Since the fan is mainly composed of turbidite deposits composed for large amounts of sandstone and fine grained muds, it is likely an area that is currently generating hydrocarbons and probably has been for the past 30 million years.
This feature is highly dominated by gravity flows where sediment and fluid flow down slope due to gravity.

===Kwanza Basin===
The Kwanza Basin lies in the lower region of the Angola Basin and can be divided into the inner and outer Kwanza Basins, with the inner basin lying closer to the continent of Africa and the outer basin surrounding the inner basin.
Basement structures separate the inner and outer areas of the basin; these structures are named the Flamingo, Ametista, and Benguela Platforms which comprises the Atlantic hinge zone.
These are areas where the signature salt layer is very thin or absent from the stratigraphic record.
The basin's topographic features are mainly affected by salt tectonics, since the salt in most areas was originally over one kilometer thick.
There are two main types of salt structures found in the inner Kwanza Basin: narrow salt walls which developed from salt-cored folds, and broad salt walls that formed likely due to major uplift in the area.
Many of the salt features dissolved over time which led to the development of sedimentary troughs in the Cenozoic, although fewer troughs did develop as a result of extension.

==Hydrocarbons==
The basin houses economically important hydrocarbon reservoirs that serve as a source of petroleum.

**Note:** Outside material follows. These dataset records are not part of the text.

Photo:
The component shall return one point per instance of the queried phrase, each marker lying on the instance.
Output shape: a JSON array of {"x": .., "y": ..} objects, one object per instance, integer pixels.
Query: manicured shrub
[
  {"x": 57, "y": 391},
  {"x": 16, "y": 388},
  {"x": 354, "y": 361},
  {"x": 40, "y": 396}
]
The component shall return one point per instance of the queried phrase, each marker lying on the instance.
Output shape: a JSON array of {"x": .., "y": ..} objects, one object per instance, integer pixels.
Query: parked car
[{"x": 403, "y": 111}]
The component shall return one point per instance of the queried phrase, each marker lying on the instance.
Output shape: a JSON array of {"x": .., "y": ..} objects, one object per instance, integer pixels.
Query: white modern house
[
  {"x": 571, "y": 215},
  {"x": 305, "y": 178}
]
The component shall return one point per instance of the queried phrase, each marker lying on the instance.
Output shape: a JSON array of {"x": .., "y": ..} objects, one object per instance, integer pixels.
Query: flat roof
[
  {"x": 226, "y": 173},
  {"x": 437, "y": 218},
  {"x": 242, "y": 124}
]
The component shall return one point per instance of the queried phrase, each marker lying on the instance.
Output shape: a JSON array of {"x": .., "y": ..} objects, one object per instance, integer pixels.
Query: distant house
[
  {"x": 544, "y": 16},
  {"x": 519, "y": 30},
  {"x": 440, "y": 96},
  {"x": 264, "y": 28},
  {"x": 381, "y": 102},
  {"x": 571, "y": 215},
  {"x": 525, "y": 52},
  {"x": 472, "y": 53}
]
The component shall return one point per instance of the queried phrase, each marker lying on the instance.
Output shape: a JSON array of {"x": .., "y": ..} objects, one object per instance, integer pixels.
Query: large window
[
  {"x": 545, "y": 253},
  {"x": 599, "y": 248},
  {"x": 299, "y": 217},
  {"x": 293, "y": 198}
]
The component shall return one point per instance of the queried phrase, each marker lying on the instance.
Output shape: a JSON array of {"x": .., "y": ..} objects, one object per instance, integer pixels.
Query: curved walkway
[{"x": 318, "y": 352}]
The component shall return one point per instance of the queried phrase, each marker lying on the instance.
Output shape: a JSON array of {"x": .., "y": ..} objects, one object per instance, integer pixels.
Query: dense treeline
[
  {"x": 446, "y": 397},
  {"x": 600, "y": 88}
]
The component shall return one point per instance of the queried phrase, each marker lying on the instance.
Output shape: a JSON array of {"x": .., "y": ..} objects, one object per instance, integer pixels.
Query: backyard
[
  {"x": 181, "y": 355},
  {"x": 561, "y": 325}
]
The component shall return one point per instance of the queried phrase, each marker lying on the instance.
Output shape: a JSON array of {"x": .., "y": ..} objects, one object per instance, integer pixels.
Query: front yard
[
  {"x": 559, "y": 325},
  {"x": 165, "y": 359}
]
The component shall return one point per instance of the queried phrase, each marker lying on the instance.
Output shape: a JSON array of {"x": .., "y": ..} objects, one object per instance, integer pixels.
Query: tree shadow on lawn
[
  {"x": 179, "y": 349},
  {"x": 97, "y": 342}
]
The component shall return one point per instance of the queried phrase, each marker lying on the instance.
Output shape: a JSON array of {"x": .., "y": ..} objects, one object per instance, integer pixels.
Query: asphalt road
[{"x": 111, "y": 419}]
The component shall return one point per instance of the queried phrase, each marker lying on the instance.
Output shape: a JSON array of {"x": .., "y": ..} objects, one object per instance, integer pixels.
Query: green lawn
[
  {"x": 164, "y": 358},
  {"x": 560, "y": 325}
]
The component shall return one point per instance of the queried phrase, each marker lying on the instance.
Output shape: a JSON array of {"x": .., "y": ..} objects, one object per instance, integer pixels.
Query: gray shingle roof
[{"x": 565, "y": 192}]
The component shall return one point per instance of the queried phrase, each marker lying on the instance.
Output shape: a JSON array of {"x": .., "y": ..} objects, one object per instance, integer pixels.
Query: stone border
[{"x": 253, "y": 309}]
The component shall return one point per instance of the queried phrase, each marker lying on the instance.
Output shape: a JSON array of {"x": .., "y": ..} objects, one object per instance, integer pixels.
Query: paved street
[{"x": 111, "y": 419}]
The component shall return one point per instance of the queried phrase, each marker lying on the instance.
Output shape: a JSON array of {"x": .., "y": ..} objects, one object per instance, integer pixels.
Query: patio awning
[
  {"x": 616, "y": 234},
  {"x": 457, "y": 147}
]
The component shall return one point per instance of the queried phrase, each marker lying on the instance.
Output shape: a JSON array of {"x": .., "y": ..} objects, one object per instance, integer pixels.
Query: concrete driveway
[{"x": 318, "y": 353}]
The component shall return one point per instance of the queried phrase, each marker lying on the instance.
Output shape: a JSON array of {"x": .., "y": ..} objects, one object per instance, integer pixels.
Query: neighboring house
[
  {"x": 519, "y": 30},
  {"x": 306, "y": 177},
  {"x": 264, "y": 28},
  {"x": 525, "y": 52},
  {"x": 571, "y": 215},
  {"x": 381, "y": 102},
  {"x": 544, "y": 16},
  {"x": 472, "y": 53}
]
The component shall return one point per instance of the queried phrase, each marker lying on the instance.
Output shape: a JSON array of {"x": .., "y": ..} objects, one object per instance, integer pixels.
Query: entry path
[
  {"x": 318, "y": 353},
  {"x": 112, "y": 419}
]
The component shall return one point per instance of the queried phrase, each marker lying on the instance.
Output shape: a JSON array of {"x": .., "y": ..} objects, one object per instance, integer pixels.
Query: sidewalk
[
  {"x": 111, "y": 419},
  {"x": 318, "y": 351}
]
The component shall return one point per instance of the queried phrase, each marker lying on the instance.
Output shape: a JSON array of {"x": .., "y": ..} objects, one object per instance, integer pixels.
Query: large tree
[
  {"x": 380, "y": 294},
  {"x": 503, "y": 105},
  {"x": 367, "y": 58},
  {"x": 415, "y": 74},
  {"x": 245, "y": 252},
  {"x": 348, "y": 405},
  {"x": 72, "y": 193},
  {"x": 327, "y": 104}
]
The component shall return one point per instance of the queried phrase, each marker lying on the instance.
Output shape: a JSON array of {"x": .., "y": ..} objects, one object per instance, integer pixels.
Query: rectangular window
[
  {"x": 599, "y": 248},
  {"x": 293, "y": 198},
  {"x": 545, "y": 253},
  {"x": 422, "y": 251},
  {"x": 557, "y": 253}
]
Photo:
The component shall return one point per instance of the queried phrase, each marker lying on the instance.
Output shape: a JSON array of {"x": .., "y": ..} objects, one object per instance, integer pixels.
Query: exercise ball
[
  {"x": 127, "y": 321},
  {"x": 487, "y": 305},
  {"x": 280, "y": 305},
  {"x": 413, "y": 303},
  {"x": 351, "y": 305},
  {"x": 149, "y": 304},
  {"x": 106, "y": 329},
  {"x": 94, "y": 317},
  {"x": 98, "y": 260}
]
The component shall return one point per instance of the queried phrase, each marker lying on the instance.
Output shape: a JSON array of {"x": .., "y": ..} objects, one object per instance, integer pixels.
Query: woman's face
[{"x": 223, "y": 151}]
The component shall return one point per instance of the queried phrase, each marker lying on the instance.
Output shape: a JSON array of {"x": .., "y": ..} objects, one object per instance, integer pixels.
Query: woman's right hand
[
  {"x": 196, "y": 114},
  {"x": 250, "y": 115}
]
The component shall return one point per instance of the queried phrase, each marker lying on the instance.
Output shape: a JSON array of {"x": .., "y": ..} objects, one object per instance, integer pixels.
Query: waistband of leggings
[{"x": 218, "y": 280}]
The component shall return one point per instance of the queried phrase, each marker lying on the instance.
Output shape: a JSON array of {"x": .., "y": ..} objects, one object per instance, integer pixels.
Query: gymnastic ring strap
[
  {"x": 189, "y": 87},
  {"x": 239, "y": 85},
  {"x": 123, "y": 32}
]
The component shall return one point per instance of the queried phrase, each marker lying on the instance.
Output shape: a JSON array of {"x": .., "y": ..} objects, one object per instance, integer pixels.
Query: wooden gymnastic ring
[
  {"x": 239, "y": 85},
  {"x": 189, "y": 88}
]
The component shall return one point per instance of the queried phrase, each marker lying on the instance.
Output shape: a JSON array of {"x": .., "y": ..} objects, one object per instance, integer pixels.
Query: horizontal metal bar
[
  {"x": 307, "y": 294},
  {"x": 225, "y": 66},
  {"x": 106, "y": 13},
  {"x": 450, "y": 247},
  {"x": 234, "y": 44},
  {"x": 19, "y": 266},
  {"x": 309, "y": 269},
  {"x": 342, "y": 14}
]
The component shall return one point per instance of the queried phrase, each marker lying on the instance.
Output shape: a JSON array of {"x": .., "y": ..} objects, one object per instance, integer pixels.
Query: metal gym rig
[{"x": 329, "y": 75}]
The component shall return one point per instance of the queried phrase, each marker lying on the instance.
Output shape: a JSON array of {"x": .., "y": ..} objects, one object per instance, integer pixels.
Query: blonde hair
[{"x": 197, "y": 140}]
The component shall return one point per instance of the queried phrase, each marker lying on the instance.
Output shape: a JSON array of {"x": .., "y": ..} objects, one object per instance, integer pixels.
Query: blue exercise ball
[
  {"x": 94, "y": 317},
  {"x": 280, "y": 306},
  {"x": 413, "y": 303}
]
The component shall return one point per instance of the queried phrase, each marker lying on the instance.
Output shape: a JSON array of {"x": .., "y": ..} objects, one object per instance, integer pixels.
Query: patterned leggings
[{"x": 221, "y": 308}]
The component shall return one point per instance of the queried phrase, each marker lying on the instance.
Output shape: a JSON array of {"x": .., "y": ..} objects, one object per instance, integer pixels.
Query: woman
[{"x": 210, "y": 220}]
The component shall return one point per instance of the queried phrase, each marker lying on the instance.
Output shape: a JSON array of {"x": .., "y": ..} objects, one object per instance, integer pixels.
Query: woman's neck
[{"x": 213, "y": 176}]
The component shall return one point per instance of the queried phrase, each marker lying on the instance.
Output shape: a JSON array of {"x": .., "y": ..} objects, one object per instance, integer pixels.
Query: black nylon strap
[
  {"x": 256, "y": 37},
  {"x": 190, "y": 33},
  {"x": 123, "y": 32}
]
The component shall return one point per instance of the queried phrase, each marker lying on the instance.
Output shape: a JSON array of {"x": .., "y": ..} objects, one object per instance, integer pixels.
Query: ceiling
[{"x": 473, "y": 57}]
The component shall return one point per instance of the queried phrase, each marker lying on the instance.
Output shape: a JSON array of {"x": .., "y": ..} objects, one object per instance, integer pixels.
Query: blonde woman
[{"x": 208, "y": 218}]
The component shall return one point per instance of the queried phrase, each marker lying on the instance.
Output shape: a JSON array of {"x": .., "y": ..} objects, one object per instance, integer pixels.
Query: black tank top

Hydrocarbon generation in the Angola Basin is still an ongoing process that began in the late Cretaceous after the deposition of the thick salt beds.
The salt is an important feature in preserving hydrocarbons as it seals in the reservoir and prevents it from escaping into the open water.
Successful hydrocarbon collection within the Angola margin is associated with pockmarks within the topography that are formed as gas or subsurface water travels upwards through the water column.
In December 2000 a research expedition collected gas hydrate specimens from one of the world's largest pockmarks located in the Congo-Angola Basin.
The depression was 800 meters in diameter and located 3160 meters below sea level and developed as a result of several smaller pockmarks collapsing into each other.
The majority of the hydrocarbons found were gas hydrates composed of 100% methane.